La legge antipirateria n. 93/23 si basa su principio di notice and take down non dissimile da quello previsto dal Digital Millenium Copyright Act USA. Ma contrariamente a quanto fatto, per esempio, da Google, la società non ha voluto collaborare. Perché?
E perché questa minaccia? A Meta, Google, X e Twitch, ad esempio, sono state comminate multe milionarie per la diffusione di pubblicità del gioco d’azzardo.
Tutti i procedimenti sono stati impugnati nelle sedi competenti nel rispetto dei ruoli.

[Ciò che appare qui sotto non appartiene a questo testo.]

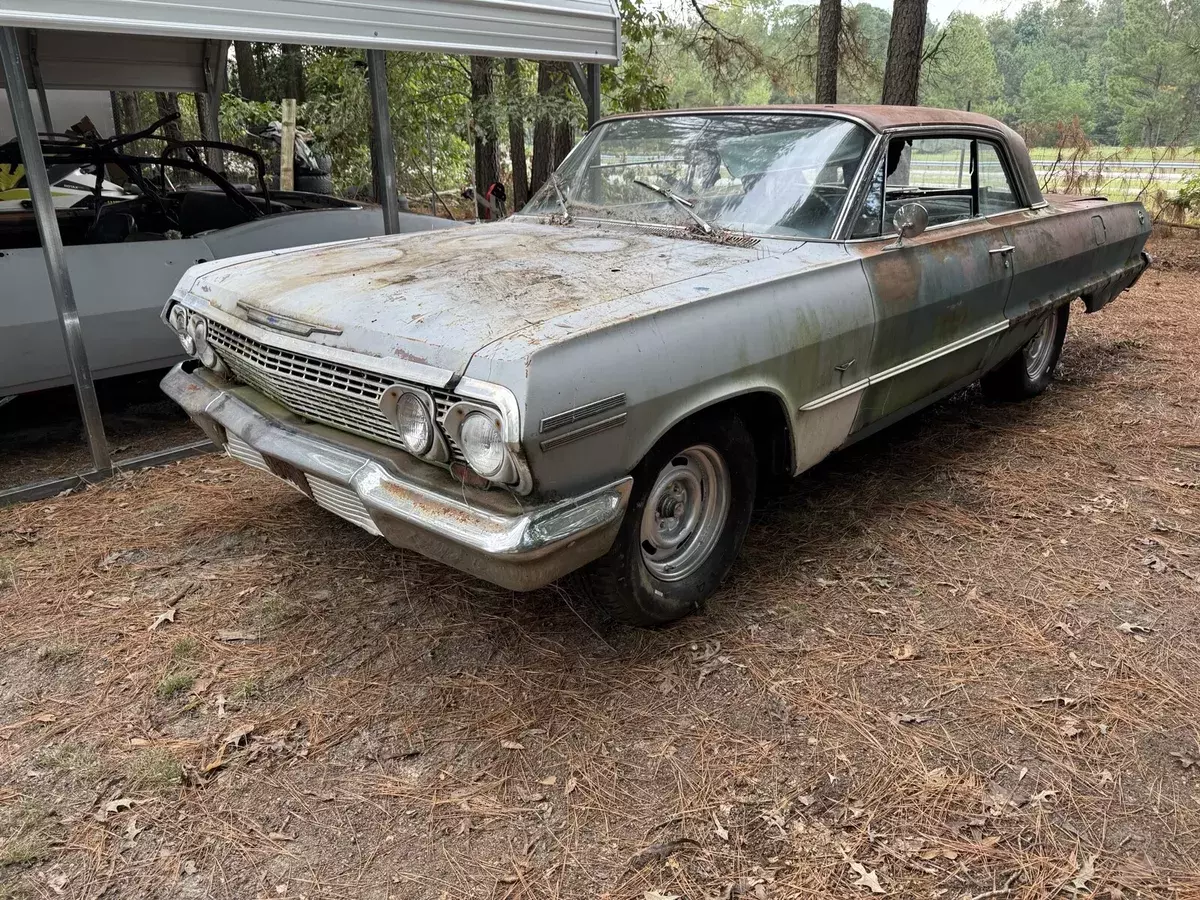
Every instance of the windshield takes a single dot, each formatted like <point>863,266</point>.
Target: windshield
<point>761,173</point>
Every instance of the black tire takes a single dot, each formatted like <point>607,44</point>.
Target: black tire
<point>622,582</point>
<point>315,184</point>
<point>1013,379</point>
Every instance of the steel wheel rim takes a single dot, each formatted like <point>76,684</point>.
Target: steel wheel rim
<point>1041,347</point>
<point>685,513</point>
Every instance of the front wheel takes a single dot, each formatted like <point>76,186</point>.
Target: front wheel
<point>1029,371</point>
<point>689,514</point>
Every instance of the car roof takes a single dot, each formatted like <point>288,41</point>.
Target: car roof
<point>883,119</point>
<point>879,118</point>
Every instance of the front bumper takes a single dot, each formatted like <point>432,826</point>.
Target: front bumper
<point>414,505</point>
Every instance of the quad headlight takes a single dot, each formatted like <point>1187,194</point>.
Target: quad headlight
<point>483,443</point>
<point>193,335</point>
<point>414,424</point>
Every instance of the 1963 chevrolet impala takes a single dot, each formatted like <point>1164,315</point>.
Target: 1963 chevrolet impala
<point>694,301</point>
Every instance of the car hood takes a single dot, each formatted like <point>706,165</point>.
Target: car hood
<point>437,298</point>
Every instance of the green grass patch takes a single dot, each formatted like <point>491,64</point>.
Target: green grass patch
<point>155,769</point>
<point>174,684</point>
<point>185,648</point>
<point>57,653</point>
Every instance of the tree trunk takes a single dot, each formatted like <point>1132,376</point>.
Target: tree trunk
<point>487,150</point>
<point>901,77</point>
<point>202,114</point>
<point>168,105</point>
<point>293,71</point>
<point>516,136</point>
<point>114,99</point>
<point>547,135</point>
<point>249,81</point>
<point>828,31</point>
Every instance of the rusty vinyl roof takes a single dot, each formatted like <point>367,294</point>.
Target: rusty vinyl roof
<point>886,118</point>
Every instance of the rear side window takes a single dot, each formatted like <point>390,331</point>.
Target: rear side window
<point>996,193</point>
<point>953,178</point>
<point>934,172</point>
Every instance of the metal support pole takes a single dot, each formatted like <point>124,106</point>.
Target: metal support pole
<point>52,245</point>
<point>383,149</point>
<point>35,66</point>
<point>593,94</point>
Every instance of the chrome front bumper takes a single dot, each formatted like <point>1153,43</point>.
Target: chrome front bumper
<point>415,505</point>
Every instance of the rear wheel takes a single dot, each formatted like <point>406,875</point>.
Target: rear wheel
<point>1029,371</point>
<point>687,519</point>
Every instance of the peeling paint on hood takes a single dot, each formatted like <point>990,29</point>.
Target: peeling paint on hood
<point>438,297</point>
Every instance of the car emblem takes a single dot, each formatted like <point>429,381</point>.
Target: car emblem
<point>288,324</point>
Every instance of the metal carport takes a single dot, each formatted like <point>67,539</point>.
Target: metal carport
<point>183,46</point>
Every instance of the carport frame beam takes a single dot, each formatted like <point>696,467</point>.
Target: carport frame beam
<point>52,246</point>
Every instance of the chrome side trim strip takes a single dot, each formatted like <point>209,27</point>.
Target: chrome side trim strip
<point>587,431</point>
<point>981,335</point>
<point>837,395</point>
<point>569,417</point>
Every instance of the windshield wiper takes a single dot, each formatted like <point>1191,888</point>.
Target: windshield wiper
<point>562,197</point>
<point>685,205</point>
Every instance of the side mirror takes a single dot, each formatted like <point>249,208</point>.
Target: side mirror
<point>911,220</point>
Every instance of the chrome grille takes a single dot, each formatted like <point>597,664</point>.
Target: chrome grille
<point>331,394</point>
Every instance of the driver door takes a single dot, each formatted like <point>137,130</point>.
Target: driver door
<point>939,297</point>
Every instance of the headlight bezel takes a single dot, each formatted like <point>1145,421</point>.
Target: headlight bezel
<point>511,472</point>
<point>389,403</point>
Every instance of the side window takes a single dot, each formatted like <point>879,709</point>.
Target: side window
<point>935,172</point>
<point>870,215</point>
<point>996,193</point>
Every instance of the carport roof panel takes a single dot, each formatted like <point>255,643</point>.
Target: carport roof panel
<point>580,30</point>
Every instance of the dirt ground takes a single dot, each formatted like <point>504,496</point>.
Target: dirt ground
<point>959,660</point>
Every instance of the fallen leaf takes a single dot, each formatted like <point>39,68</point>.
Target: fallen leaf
<point>1186,760</point>
<point>238,736</point>
<point>719,829</point>
<point>132,831</point>
<point>907,719</point>
<point>1085,874</point>
<point>867,879</point>
<point>1133,628</point>
<point>1155,564</point>
<point>232,636</point>
<point>1071,729</point>
<point>57,882</point>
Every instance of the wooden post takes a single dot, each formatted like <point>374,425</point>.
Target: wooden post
<point>288,147</point>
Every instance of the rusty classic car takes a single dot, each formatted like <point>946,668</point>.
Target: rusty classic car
<point>694,303</point>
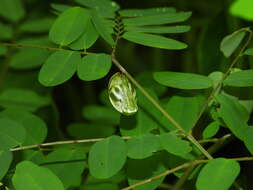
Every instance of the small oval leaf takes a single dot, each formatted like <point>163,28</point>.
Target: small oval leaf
<point>240,79</point>
<point>69,26</point>
<point>107,157</point>
<point>220,173</point>
<point>59,68</point>
<point>154,41</point>
<point>94,67</point>
<point>30,176</point>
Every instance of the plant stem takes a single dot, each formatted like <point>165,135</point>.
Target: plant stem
<point>59,143</point>
<point>185,165</point>
<point>219,85</point>
<point>160,108</point>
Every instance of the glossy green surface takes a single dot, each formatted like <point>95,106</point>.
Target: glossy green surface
<point>122,94</point>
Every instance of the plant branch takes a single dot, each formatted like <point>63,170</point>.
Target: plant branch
<point>59,143</point>
<point>42,47</point>
<point>160,108</point>
<point>219,85</point>
<point>185,165</point>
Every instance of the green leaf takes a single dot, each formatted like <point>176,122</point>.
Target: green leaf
<point>11,136</point>
<point>37,25</point>
<point>68,165</point>
<point>174,145</point>
<point>3,51</point>
<point>141,147</point>
<point>139,124</point>
<point>154,41</point>
<point>31,123</point>
<point>59,8</point>
<point>105,8</point>
<point>164,18</point>
<point>240,79</point>
<point>101,113</point>
<point>248,139</point>
<point>5,162</point>
<point>87,39</point>
<point>107,157</point>
<point>233,115</point>
<point>102,27</point>
<point>211,130</point>
<point>184,109</point>
<point>69,26</point>
<point>6,31</point>
<point>94,67</point>
<point>159,29</point>
<point>90,130</point>
<point>231,42</point>
<point>248,51</point>
<point>242,9</point>
<point>99,186</point>
<point>12,10</point>
<point>30,176</point>
<point>23,99</point>
<point>146,12</point>
<point>183,80</point>
<point>220,172</point>
<point>140,170</point>
<point>59,68</point>
<point>28,57</point>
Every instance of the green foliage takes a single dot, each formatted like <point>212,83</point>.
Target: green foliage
<point>31,176</point>
<point>94,67</point>
<point>107,157</point>
<point>219,172</point>
<point>69,26</point>
<point>59,67</point>
<point>70,120</point>
<point>230,43</point>
<point>183,80</point>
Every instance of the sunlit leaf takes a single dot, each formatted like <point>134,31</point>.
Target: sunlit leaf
<point>240,78</point>
<point>174,145</point>
<point>5,162</point>
<point>141,147</point>
<point>242,9</point>
<point>22,99</point>
<point>31,123</point>
<point>219,172</point>
<point>87,39</point>
<point>146,12</point>
<point>102,27</point>
<point>107,157</point>
<point>69,26</point>
<point>159,29</point>
<point>11,134</point>
<point>158,19</point>
<point>59,68</point>
<point>30,176</point>
<point>231,42</point>
<point>94,66</point>
<point>67,164</point>
<point>154,41</point>
<point>12,10</point>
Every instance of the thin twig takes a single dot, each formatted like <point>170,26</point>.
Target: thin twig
<point>185,165</point>
<point>42,47</point>
<point>161,109</point>
<point>60,143</point>
<point>219,85</point>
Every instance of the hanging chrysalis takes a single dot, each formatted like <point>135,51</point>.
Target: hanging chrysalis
<point>122,94</point>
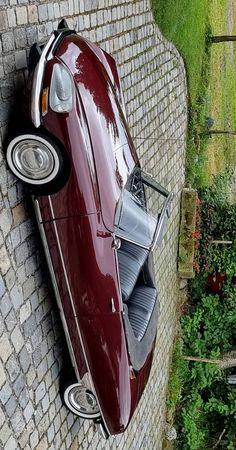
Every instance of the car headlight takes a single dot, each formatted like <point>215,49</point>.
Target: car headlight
<point>61,89</point>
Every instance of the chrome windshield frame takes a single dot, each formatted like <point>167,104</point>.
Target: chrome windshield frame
<point>38,82</point>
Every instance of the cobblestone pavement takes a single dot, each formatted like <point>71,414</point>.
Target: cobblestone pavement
<point>32,346</point>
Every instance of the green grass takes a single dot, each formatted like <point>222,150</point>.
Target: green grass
<point>211,74</point>
<point>222,90</point>
<point>184,23</point>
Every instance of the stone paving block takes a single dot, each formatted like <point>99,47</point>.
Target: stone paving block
<point>21,15</point>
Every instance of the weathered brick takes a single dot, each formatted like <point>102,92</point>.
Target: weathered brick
<point>3,20</point>
<point>5,348</point>
<point>20,59</point>
<point>32,13</point>
<point>43,13</point>
<point>20,37</point>
<point>8,41</point>
<point>17,339</point>
<point>11,17</point>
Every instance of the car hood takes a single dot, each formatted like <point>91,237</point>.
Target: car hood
<point>113,149</point>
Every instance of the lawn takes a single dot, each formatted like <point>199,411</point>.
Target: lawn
<point>222,88</point>
<point>184,23</point>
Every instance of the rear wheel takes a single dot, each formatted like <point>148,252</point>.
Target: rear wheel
<point>81,401</point>
<point>38,161</point>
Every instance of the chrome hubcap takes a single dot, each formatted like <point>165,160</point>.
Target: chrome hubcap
<point>33,159</point>
<point>83,400</point>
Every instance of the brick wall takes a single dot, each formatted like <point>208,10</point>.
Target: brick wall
<point>32,346</point>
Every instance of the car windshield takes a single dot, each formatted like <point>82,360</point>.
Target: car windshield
<point>140,210</point>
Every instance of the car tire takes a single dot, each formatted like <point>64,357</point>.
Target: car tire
<point>81,401</point>
<point>37,160</point>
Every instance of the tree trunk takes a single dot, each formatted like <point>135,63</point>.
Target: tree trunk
<point>218,39</point>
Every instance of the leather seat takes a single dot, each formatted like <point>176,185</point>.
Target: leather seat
<point>131,259</point>
<point>140,308</point>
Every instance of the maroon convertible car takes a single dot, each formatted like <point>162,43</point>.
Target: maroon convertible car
<point>100,217</point>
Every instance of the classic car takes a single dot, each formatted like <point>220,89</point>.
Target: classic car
<point>100,216</point>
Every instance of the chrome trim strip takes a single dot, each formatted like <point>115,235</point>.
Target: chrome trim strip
<point>37,83</point>
<point>72,304</point>
<point>54,283</point>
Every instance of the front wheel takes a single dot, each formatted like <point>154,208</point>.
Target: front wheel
<point>81,401</point>
<point>38,161</point>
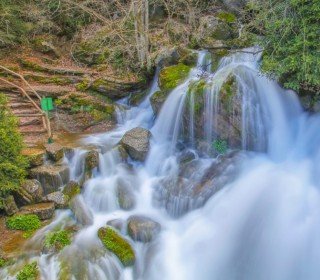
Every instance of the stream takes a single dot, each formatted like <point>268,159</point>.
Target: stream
<point>258,219</point>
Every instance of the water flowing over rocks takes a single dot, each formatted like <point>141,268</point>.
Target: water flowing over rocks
<point>81,212</point>
<point>54,151</point>
<point>43,210</point>
<point>51,177</point>
<point>30,192</point>
<point>118,245</point>
<point>136,142</point>
<point>142,228</point>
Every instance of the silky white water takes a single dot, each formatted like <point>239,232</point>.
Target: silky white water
<point>262,224</point>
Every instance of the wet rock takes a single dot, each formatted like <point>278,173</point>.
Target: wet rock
<point>126,197</point>
<point>59,199</point>
<point>71,189</point>
<point>117,224</point>
<point>81,212</point>
<point>136,142</point>
<point>44,210</point>
<point>51,177</point>
<point>143,229</point>
<point>54,151</point>
<point>10,206</point>
<point>30,192</point>
<point>91,162</point>
<point>34,156</point>
<point>118,245</point>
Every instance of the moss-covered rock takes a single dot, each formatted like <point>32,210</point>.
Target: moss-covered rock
<point>71,189</point>
<point>117,244</point>
<point>29,272</point>
<point>57,240</point>
<point>23,222</point>
<point>170,77</point>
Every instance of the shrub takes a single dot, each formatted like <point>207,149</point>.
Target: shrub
<point>29,272</point>
<point>27,222</point>
<point>12,164</point>
<point>290,30</point>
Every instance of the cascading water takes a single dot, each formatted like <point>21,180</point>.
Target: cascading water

In un Paese come il nostro, in cui la separazione dei poteri è ancora il pilastro dell’Ordinamento, non servono minacce, tantomeno puntando il dito sull’emblema del rispetto e della pace: le Olimpiadi.
Tra l’altro Cloudflare si è dotata di un collegio difensivo di primissimo ordine per interloquire con AGCOM e con i Giudici.
E ci è riuscita bene, tant’è che il Consiglio di Stato, con una recente ordinanza, ha imposto ad AGCOM di dare accesso a Cloudflare a tutti i documenti riguardanti i quindicimila siti pirata ospitati sull’infrastruttura della società, per cui è stata in seguito sanzionata.
Ora che tutto è ancora più chiaro, vedremo nei fatti chi protegge la rete e (anche) le aziende americane e chi, magari involontariamente, aiuta chi le saccheggia.
La vinciamo insieme la medaglia d’oro contro la pirateria e i narcotrafficanti della rete, mister Prince?